Caledonia Investments (CLDN), another trust in the flexible investment sector, has one of the highest levels of exposure to private assets and takes a very long-term approach, similar to that of an institutional investor. Its portfolio is split into three building blocks: a listed portfolio of quality companies, a direct private portfolio investing in a handful of UK mid-market companies, and a handful of private equity funds investing in North America and Asia Pacific.

It’s always worth checking what a trust’s private exposure is made up of, because the answer can vary quite substantially. It can be direct private companies, private equity funds, sometimes even investment trusts. F&C, for example, in addition to a range of unlisted private equity holdings, has small positions in listed investment trusts Syncona (SYNC) and Schiehallion (MNTN), which invest in private healthcare companies and growth capital, respectively.
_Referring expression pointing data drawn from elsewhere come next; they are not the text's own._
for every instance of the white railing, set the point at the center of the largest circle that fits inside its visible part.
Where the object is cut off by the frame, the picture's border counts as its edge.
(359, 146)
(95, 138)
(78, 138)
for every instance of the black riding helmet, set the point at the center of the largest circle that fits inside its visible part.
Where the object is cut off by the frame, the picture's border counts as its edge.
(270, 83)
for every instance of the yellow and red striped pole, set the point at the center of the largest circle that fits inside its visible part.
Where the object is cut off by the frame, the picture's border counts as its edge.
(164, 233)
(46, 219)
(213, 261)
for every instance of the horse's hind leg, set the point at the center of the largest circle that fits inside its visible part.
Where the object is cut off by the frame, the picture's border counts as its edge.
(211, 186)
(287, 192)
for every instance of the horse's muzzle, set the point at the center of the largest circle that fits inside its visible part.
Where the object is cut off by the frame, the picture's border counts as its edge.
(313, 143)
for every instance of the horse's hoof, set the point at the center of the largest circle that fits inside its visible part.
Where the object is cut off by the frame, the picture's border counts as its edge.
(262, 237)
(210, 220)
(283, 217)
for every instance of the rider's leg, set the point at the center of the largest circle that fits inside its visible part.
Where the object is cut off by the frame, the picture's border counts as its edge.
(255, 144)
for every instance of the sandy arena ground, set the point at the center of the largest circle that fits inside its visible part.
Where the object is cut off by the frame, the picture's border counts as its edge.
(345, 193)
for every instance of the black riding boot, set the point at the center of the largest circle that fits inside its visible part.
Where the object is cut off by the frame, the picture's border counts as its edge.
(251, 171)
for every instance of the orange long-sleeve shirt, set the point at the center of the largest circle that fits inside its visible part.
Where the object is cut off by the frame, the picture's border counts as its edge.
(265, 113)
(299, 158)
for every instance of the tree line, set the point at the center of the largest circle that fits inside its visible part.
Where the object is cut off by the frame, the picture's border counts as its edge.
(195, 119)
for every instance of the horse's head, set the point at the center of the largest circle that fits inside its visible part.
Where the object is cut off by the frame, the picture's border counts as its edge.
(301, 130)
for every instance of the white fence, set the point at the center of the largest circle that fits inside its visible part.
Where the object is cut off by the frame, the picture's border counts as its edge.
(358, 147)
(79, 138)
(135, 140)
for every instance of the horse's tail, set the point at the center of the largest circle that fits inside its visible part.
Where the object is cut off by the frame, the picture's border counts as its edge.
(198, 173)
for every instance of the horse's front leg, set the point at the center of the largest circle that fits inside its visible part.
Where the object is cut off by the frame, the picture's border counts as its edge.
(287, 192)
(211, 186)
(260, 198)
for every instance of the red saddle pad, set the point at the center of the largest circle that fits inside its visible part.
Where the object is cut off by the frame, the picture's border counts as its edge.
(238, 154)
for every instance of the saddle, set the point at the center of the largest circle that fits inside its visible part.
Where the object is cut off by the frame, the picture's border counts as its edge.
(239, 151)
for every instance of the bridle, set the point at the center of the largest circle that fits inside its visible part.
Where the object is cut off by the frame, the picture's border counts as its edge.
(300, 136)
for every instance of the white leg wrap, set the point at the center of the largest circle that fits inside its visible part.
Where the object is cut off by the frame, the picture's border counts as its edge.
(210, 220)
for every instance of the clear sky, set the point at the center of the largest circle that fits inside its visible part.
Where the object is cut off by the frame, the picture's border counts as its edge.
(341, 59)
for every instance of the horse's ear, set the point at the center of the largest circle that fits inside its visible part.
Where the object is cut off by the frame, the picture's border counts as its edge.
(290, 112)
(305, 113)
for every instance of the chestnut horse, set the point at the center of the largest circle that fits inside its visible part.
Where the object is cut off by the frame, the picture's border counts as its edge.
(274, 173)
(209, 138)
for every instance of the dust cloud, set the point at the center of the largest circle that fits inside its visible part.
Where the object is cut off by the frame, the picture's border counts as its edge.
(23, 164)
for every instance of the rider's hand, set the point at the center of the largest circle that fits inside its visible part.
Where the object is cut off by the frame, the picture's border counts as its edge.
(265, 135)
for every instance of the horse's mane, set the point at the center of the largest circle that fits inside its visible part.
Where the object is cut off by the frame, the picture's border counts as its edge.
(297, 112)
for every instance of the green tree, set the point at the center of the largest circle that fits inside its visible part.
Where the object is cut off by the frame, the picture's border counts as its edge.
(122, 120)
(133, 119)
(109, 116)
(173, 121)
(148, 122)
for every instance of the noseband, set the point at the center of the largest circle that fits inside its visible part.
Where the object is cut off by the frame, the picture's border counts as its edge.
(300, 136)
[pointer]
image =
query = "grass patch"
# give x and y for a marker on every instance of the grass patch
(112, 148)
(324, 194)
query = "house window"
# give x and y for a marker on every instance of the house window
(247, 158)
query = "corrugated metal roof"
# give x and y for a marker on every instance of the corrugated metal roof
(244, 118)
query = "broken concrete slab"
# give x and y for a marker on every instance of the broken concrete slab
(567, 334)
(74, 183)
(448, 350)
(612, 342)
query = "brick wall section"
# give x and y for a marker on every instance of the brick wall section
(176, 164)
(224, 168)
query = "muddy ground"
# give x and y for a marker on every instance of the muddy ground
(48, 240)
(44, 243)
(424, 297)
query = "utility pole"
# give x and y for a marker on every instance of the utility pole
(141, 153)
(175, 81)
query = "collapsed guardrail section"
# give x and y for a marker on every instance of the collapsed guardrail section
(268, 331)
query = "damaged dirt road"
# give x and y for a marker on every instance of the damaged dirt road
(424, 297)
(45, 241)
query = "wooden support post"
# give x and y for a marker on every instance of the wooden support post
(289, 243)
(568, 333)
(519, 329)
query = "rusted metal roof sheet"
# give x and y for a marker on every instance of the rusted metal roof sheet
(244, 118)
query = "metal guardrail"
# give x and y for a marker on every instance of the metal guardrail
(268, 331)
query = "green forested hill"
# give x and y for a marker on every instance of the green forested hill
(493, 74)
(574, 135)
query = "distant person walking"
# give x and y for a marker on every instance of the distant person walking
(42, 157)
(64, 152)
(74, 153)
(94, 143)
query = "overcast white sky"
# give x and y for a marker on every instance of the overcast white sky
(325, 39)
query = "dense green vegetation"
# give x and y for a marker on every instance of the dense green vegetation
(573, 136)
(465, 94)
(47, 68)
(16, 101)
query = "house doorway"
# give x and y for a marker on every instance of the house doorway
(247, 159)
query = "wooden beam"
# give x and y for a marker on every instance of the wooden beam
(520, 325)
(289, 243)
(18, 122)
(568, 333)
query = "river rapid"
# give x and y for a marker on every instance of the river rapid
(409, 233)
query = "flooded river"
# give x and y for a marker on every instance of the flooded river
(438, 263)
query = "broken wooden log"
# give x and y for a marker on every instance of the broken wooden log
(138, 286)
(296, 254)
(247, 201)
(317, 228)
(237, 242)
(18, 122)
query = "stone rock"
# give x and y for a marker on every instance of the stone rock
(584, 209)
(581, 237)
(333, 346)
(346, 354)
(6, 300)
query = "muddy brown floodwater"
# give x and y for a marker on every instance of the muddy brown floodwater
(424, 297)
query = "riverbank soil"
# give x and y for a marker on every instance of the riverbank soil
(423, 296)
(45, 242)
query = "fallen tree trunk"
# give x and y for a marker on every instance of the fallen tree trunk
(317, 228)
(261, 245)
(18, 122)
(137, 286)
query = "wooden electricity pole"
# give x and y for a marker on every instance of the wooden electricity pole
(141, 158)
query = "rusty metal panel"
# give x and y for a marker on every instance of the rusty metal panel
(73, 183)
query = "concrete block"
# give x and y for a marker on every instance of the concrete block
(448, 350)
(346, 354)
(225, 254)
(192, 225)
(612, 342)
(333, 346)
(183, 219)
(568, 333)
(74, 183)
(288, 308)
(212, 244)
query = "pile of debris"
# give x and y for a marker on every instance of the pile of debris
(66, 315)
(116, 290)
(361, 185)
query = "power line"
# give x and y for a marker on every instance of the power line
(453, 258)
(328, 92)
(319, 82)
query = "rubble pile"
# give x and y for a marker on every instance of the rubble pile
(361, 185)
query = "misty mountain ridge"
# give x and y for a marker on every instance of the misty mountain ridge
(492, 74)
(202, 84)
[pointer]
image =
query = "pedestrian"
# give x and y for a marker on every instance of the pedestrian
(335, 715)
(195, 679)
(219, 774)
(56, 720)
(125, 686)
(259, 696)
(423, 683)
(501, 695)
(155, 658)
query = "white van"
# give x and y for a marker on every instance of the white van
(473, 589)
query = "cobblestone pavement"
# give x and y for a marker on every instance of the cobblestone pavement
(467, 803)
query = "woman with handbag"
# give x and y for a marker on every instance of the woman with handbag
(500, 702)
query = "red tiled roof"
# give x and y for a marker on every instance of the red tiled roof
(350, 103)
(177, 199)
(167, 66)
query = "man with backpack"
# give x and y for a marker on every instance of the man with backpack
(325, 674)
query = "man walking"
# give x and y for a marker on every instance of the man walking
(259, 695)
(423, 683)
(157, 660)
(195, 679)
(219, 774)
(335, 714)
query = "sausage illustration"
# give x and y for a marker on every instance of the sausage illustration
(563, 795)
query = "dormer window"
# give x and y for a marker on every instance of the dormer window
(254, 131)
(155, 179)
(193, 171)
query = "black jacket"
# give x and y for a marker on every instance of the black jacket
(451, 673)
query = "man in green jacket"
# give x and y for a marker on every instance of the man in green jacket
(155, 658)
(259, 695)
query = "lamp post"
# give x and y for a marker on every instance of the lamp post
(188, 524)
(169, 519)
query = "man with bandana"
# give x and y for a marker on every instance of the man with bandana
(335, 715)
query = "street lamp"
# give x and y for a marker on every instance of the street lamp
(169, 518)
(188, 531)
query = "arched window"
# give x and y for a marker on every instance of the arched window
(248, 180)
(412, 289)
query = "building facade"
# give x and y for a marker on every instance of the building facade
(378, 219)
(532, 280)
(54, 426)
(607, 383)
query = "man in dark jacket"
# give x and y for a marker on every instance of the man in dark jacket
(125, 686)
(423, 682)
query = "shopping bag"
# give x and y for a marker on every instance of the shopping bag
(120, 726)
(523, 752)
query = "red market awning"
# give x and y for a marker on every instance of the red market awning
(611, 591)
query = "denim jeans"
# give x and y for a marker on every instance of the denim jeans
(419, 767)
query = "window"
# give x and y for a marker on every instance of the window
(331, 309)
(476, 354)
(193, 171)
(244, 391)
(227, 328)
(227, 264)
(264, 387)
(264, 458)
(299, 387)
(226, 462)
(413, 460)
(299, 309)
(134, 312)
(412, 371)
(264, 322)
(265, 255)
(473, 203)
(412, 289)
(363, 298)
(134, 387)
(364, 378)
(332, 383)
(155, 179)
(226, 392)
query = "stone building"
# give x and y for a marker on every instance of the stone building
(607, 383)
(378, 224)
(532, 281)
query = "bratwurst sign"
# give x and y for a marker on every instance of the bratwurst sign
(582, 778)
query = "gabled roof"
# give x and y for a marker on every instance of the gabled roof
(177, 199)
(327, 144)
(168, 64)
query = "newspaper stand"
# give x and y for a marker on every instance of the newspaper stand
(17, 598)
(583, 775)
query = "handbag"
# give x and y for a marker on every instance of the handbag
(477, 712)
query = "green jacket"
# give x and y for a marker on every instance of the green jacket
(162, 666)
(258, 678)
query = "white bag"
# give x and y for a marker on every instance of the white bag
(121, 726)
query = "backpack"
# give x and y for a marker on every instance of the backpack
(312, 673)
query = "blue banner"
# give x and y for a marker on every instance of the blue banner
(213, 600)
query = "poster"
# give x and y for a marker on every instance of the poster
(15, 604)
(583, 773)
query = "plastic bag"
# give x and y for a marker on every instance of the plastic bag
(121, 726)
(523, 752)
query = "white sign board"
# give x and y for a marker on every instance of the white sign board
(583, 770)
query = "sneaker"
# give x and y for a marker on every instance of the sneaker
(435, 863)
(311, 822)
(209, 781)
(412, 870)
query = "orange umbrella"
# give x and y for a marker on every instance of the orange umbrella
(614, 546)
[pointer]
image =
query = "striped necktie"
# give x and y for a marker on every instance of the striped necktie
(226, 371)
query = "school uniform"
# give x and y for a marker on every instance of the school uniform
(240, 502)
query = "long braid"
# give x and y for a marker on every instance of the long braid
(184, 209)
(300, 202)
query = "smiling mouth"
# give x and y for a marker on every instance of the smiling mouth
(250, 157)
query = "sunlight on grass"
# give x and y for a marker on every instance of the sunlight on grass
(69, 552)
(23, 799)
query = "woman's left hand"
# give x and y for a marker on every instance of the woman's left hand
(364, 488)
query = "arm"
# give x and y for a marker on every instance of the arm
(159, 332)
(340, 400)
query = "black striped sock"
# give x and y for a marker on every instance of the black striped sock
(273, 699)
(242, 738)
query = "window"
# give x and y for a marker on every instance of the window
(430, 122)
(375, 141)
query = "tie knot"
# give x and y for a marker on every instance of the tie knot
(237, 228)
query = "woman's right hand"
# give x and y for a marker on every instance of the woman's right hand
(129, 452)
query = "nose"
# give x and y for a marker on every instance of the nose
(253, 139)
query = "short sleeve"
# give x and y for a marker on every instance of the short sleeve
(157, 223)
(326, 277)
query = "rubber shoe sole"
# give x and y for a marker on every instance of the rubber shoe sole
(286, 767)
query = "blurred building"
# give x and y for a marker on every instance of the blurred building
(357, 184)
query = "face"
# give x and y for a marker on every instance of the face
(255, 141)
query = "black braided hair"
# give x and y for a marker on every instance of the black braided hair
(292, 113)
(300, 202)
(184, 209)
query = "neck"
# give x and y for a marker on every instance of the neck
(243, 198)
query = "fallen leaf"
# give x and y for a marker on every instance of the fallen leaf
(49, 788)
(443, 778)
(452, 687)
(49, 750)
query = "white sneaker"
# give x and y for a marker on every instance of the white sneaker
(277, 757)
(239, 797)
Meanwhile AVI Global (AGT), while technically focusing on listed companies, currently has a significant indirect exposure to private assets because it is invested in a range of investment trusts such as Chrysalis (CHRY) and HarbourVest Global Private Equity (HVPE).

Finally, trusts that also take a mixed public-private approach but are a little different include the UK-focused Law Debenture (LWDB), the global Lindsell Train (LTI) and Majedie Investments (MAJE). The first has about a fifth of the portfolio in a private business services business, which helps it generate income; the second has about the same in its asset manager. Majedie uses an unusual strategy that combines external managers, “hard-to-access special investments” and stocks, mixing equities, absolute returns strategies and real assets, but avoiding the more illiquid asset classes such as private equity or venture capital.